Uma das definições do dicionário para “musa” é “Tudo o que pode inspirar um poeta”. Já “veneno” significa “Substância que mata seres vivos ou os torna doentes”. A nova Ministra da Agricultura de Bolsonaro, a deputada e pecuarista Tereza Cristina (DEM-MS), é conhecida entre os colegas como “Musa do Veneno”.

 

Desde 2015, quando estreou como deputada federal, Cristina é motivo de “inspiração” para parlamentares: ela é líder da Frente Parlamentar Agropecuária (FPA), a “bancada ruralista” (que reúne 227 dos 513 deputados). No Congresso brasileiro, a deputada entusiasmou também o governo Temer, ajudando a barrar investigações sobre denúncias de corrupção do presidente.

 

A tradição das musas gregas estimula ainda outras semelhanças com o Brasil. Se na Grécia elas reverenciam Apolo, aqui o seu Deus é o Agronegócio.
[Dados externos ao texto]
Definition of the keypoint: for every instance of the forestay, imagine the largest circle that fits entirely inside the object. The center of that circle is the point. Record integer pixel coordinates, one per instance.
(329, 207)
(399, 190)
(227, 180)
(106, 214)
E como toda musa, Tereza Cristina possui seu próprio símbolo: o “PL do Veneno”, que na prática quer amenizar o impacto de agrotóxicos nas lavouras, como se não fossem substâncias mortais para seres vivos. O projeto de lei (ainda em tramitação) é criticado por órgãos sanitários, pesquisadores e ambientalistas, que temem riscos à saúde pública.